The "statefulness" is different for each factor.
Another way to think about this is the "memory" of a given factor.
Some factors inherently have memory - the factor is based on historically tracking some aspect of your credit report over time. For instance, factors based on delinquency of accounts - if you're delinquent on an account, that will cause your score to drop for several years. Bringing the account to current doesn't immediately result in a reversal of the impact the delinquency had.
However, other factors have no memory. You seem to be concerned about a hit to your credit score because of utilization. Credit utilization has no memory. For the sake of having a scenario, assume your credit score is 700 and you have several credit cards that are all sitting at zero balance. You could charge all your accounts to 100%, let them sit like that for a month, and your score will drop. Let's assume the drop is 100 points, so now your score is 600. If you pay all your accounts and let them sit at zero balance through the next cycle, and nothing else on your credit report has changed, your score will go back up to exactly 700.
Further, the credit utilization factor is based only on the utilization on the day in which a given account is reported to the credit bureaus.
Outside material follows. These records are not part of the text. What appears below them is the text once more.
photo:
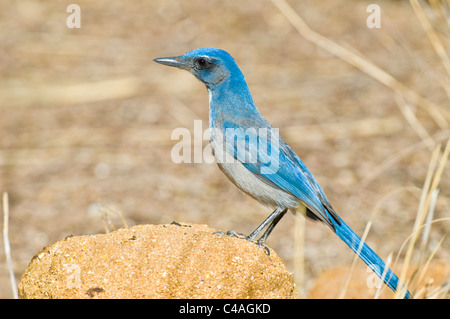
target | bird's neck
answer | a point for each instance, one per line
(231, 99)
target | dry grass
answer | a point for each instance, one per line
(87, 118)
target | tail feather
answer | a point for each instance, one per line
(368, 256)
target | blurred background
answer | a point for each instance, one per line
(86, 119)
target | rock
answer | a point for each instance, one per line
(156, 261)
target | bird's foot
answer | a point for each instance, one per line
(235, 234)
(231, 233)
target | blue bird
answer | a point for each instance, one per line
(250, 152)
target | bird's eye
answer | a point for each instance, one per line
(202, 62)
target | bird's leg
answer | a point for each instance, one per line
(269, 229)
(272, 220)
(270, 223)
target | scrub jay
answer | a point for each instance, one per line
(255, 158)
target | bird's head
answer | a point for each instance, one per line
(210, 65)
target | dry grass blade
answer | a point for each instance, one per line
(355, 258)
(431, 183)
(7, 245)
(361, 63)
(434, 38)
(414, 122)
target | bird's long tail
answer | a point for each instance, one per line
(368, 255)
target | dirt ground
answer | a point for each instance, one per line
(86, 119)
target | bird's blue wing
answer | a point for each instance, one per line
(268, 157)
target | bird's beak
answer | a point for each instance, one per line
(172, 61)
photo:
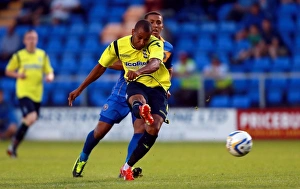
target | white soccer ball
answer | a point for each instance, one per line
(239, 143)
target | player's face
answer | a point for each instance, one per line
(31, 39)
(157, 24)
(140, 38)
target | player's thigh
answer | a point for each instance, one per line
(28, 106)
(114, 111)
(136, 88)
(158, 101)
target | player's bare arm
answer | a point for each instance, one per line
(117, 66)
(96, 72)
(49, 77)
(152, 66)
(15, 74)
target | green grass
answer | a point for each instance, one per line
(270, 164)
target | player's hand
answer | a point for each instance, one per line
(132, 75)
(168, 94)
(49, 77)
(21, 75)
(73, 95)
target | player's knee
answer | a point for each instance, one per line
(101, 130)
(30, 118)
(139, 126)
(12, 129)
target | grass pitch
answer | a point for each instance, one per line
(270, 164)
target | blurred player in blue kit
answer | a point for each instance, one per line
(8, 119)
(116, 108)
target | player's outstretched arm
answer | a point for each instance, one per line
(96, 72)
(152, 66)
(117, 65)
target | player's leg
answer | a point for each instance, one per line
(139, 129)
(158, 101)
(7, 132)
(91, 141)
(113, 111)
(30, 111)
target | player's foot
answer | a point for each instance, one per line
(145, 112)
(137, 172)
(11, 152)
(127, 173)
(78, 167)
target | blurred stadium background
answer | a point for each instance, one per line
(259, 67)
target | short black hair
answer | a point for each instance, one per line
(152, 13)
(144, 24)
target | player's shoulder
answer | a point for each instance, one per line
(124, 39)
(40, 51)
(168, 46)
(21, 51)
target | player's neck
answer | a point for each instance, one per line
(30, 50)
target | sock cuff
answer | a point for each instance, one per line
(150, 136)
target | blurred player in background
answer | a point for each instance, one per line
(8, 120)
(28, 66)
(116, 108)
(137, 52)
(156, 20)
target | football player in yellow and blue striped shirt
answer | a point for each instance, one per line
(28, 66)
(148, 82)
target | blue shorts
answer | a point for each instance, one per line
(114, 110)
(3, 127)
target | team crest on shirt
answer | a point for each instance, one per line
(105, 107)
(145, 53)
(40, 59)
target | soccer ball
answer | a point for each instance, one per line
(239, 143)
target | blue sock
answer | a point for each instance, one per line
(89, 145)
(136, 109)
(133, 144)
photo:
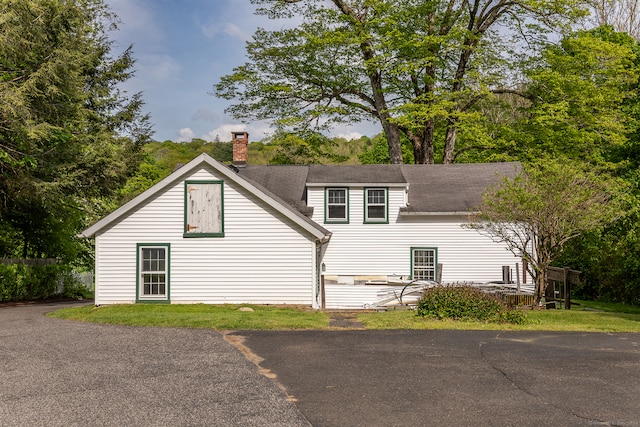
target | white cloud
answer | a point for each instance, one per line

Most card issuers report once a month, on a specific date. If you know what day of the month that reporting happens on, you can go ahead and charge your card to 100% and let it sit at 100%, then pay it off in full the day before it is reported, and that 100% utilization will never be reflected in your credit report.
The way utilization works sometimes catches people off guard, because they think to themselves, but I paid the balance in full when I got my statement! without realizing that the statement date and/or the date they paid the card on may not actually line up with the date on which the card issuer reports the account's status to the credit bureaus. In effect, if you use your card throughout the month, and it happens to carry a balance on the day it is reported, that balance is what will impact your utilization even if you pay the balance off in full before it's due date.
To bring this back into focus for your specific Amazon card, it sounds like you got "unlucky" in the sense that the card had balance on it when it was reported. In a sense, that's bad news because it caused your score to drop. However, since you have since paid the card off, the good news is, as of the next reporting cycle, your report will no longer reflect that utilization and your score will go right back up. After that happens, it's as if that balance never existed. No one in the future will know about it (unless they look at your credit score's trend over time, which is not typical).
If your concern is gaming the system to have a high score because it makes you feel good, then try to determine the day on which your card balance is reported, and make sure it's zero on that day. But, realistically speaking, because the utilization factor has no memory, all you really need to do is "maximize" that factor in the month(s) leading up to any situation where you might need credit. So, for instance, if you're going to apply for a car loan or a mortgage in a few months, you should make sure all your balances are reported at a low utilization for the next few months. But if you know you won't be needing to use your credit report in the immediate future, utilization really doesn't matter.
And as a footnote, if you are truly concerned about getting the highest possible credit score, you should carry a (very small) balance on a card on the day it is reported. Zero utilization is actually scored ever so slightly lower than a small utilization in today's most popular models, because carrying zero utilization is seen as slightly riskier behavior than actually using cards (and therefore occasionally having a small balance on the report date).